12 July: Severe hailstorms affected France, Germany, Switzerland, and Italy. In France, hailstorms impacted the Rhône-Alpes region with the biggest hail estimated at 8.5 cm across. In Switzerland, hail was up to 6 cm across and the largest hail, estimated to be 10 cm across,  fell in northern Italy, in Angolo Terme. The late evening hailstorms grew upscale, resulting in a damaging convective windstorm across northeastern Italy, Slovenia, and southern Austria. The highest measured wind gust reached 48.9 m/s. 

13 July: Perhaps one of the most long-lived supercell hailstorms ever observed in Europe occurred on that day. The storm affected Slovenia, Croatia, Hungary, Serbia, and Romania, making it a “5-state hailstorm”, tracking for 686 km and lasting 9 hours and 15 minutes. The storm formed around 12 UTC in Slovenia, where it produced the largest hail, measured at 13.8 cm across, in Gorenja Lepa Vas. In Hungary, the supercell produced hail up to 5 cm across, and in Croatia, up to 6.5 cm across. The storm continued through Serbia and eastern Romania, producing hail up to 7 cm in diameter, dissipating after 21 UTC. Hail was wind-driven in many places, causing significant damage to roofs, cars, windows, facades of houses, and agriculture. In Vrbas, Serbia, at least 50 people were injured by hail.

19 July: Severe hailstorms affected Germany, Switzerland, Italy, Slovenia, Croatia, Bosnia, Serbia, Slovakia, Poland and Romania. Altogether, 447 hail reports were received in the ESWD and 4 separate hailstorms produced hail ≥ 10 cm across with 27 separate reports of hail of that size. Two of the giant-hail-producing storms also involved large hail tracks over 200 km long. The event started with a supercell forming on a southwestern flank of the convective system over Slovenia, tracking over Croatia, and dissipating over Bosnia. In Slovenia, the hail reached 9 cm in diameter. Over Croatia, the largest hail, measured at 13 cm in diameter, fell in Ribnik, and hundreds of roofs were destroyed in the Karlovac area. Over southeastern Slovakia, a supercell produced wind-driven hail up to 6 cm large, which caused serious damage to roofs, windows, and facades. The most serious impact was over Italy, where three supercells produced hail up to 10, 14 and 16 cm across. The estimated 16 cm hail fell in Carmignano di Brenta and set a new record for the European hail size that involves photographed hailstone. Dozens of villages and towns suffered car, roof, and window damage. At least 111 people were injured by hail here. Besides devastating hail, the event featured a derecho with an almost 1000 km long damage path that crossed southern Austria, Slovenia, Croatia, and Serbia and dissipated over southwestern Romania and northwestern Bulgaria. 

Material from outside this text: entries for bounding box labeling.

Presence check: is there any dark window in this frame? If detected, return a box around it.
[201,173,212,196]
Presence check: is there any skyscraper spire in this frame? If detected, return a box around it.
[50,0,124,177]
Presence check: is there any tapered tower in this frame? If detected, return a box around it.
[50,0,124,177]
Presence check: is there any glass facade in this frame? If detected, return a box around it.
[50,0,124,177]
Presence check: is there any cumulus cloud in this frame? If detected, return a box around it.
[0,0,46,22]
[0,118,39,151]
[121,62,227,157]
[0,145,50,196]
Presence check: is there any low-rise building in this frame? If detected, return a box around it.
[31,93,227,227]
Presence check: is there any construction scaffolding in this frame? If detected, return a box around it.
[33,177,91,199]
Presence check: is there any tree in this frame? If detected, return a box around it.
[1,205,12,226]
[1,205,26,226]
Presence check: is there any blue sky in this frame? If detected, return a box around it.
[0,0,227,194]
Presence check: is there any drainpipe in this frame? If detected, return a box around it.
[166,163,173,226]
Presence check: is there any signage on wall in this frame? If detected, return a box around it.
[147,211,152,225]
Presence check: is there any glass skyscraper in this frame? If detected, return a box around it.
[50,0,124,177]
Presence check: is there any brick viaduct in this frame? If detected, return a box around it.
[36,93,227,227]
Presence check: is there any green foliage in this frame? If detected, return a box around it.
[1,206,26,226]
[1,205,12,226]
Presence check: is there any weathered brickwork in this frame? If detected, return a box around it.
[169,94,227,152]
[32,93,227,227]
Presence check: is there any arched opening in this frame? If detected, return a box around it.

Hail damage to the roofs, solar panels, facades, and windows. Photographs taken by Alberto Gobbi.   

21 July: Multiple severe hailstorms were observed over Italy, Slovenia, Croatia, Bosnia, and Hungary. The situation started with an overnight hailstorm in Lombardia, Italy, with the largest hail measuring 13 cm and weighing 365 grams. In the afternoon a hailstorm in Bosnia produced an 11 cm large hailstone that fell in Prnjavor. In southwestern Hungary, wind-driven hail up to 9 cm large caused extensive damage to agriculture, roofs, and windows of houses. 

22 July: Another day with severe hailstorms over Italy, Bosnia, and Serbia. In Serbia, a long-lived supercell produced wind-driven hail up to 9 cm in diameter with severe impact especially in and around Kraljevo. Here, the hail injured at least 2 people with one article mentioning that the emergency room was overwhelmed by people injured by hail there. In Italy, two supercells produced separate hail swaths in Emilia-Romagna. The largest hail, 10 cm across, fell in Terre del Reno. Hail also injured 5 people. The supercell that produced the largest hail also produced an IF3 tornado. The hail swath of the supercell was 230 km long before it moved over the Adriatic Sea. The total swath was likely much longer as the storm kept its intensity (judging by the satellite imagery) moving towards the Croatian coastline.   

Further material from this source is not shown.